Russia has agreed to lower its tariffs on a wide range of products. Average duties after full implementation of tariff reductions will be:
- 14.9% for dairy products (current applied tariff 19.8%)
- 10.0% for cereals (current applied tariff 15.1%)
- 7.1% for oilseeds, fats and oils (current applied tariff 9.0%)
- 5.2% for chemicals (current applied tariff 6.5%)
- 12.0% for automobiles (current applied tariff 15.5%)
- 6.2% for electrical machinery (current applied tariff 8.4%)
- 8.0% for wood and paper (current applied tariff 13.4%)
- US$ 223 per ton for sugar (current applied tariff US$ 243 per ton)
Tariffs will be bound at zero for cotton and information technology (ITA) products (current applied tariff on ITA products is 5.4%).
The final bound rate will be implemented on the date of accession for more than one third of national tariff lines with another quarter of the tariff cuts to be put in place three years later.
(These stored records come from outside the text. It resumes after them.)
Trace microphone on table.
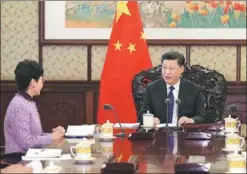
[104,104,125,137]
[165,98,171,129]
[176,98,181,126]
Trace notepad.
[65,124,95,137]
[114,123,140,128]
[157,123,178,127]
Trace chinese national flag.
[97,1,152,124]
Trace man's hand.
[1,164,33,173]
[154,117,160,126]
[52,126,65,134]
[178,116,195,126]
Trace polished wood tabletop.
[43,125,246,173]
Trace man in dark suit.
[138,51,205,125]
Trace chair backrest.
[132,65,227,122]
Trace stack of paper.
[157,123,177,127]
[22,148,65,160]
[65,125,95,137]
[114,123,140,128]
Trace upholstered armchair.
[132,65,227,122]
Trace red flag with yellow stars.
[97,1,152,124]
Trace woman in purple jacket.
[4,60,65,153]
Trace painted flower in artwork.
[166,0,246,28]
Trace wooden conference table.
[43,124,246,173]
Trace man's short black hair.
[161,51,185,66]
[15,59,44,91]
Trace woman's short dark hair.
[15,59,44,91]
[161,51,185,66]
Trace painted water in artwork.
[65,0,246,28]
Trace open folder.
[22,148,71,160]
[114,123,140,128]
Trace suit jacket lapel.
[178,79,186,118]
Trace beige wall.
[1,1,246,81]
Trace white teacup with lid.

The longest implementation period is 8 years for poultry, followed by 7 years for motor cars, helicopters and civil aircraft.
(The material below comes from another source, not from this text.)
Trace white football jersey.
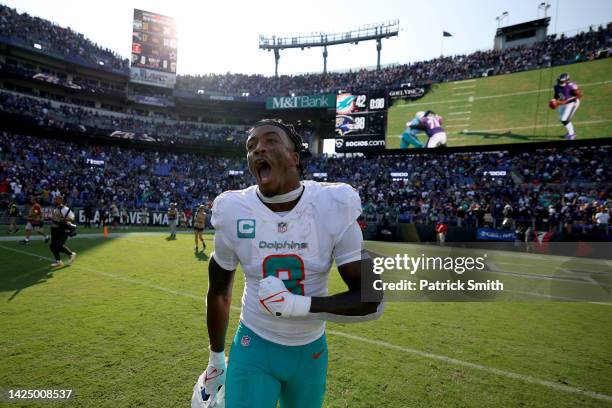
[211,181,361,346]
Tariff rate quotas (TRQs) would be applied to beef, pork, poultry and some whey products. Imports entering the market within the quota will face lower tariffs while higher duties will be applied to products imported outside the quota.
The in-quota and out of quota rates are listed below with the out of quota rates in parentheses:
- For beef 15% (and 55%)
- For pork zero (and 65%). The TRQ for pork will be replaced by a flat top rate of 25% as of 1 January 2020.
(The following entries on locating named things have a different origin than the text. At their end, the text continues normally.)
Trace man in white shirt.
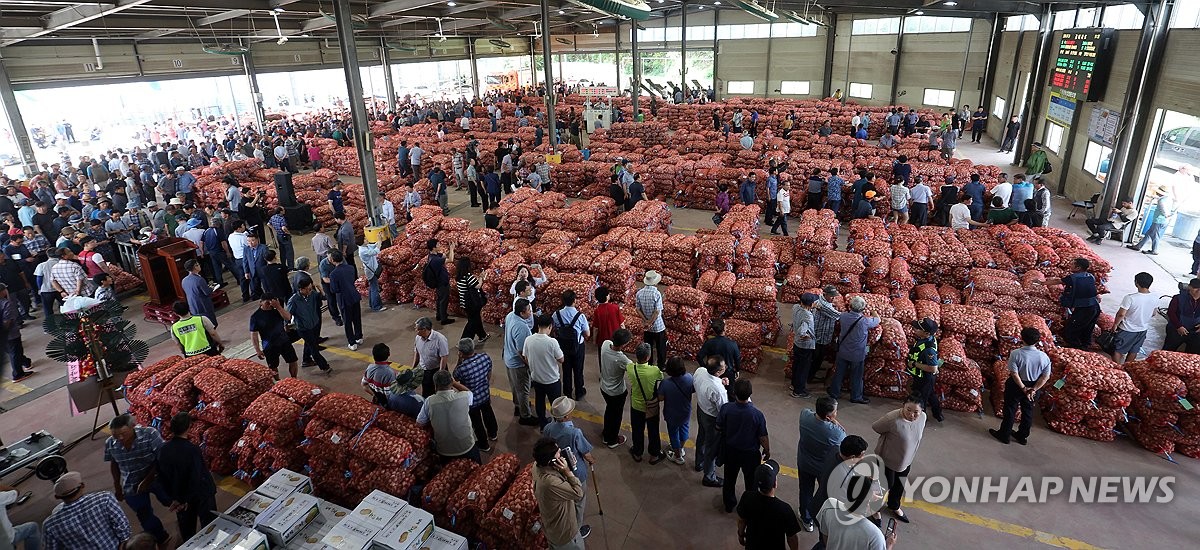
[991,174,1013,208]
[950,195,977,229]
[692,355,730,488]
[908,175,934,227]
[521,315,565,428]
[1112,271,1158,363]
- 25% (and 80%) for some selected poultry products
- 10% (and 15%) for some whey products
- Some of these quotas are also subject to member-specific allocations
Market access for services
The Russian Federation has made specific commitments on 11 services sectors and on 116 sub-sectors.
On telecommunications, the foreign equity limitation (49%) would be eliminated four years after accession. The Russian Federation also agreed to apply the terms of the WTO’s Basic Telecommunications Agreement.
Foreign insurance companies would be allowed to establish branches nine years after Russia accedes.
Foreign banks would be allowed to establish subsidiaries. There would be no cap on foreign equity in individual banking institutions, but the overall foreign capital participation in the banking system of the Russian Federation would be limited to 50% (not including foreign capital invested in potentially privatized banks).
On transport services, the Russian Federation made commitments in maritime and road transport services, including the actual transportation of freight and passengers.
On distribution services, Russia would allow 100% foreign-owned companies to engage in wholesale, retail and franchise sectors upon accession to the WTO.
Export duties
Export duties would be bound for over 700 tariff lines, including certain products in the sectors of fish and crustaceans, mineral fuels and oils, raw hides and skins, wood, pulp and paper and base metals.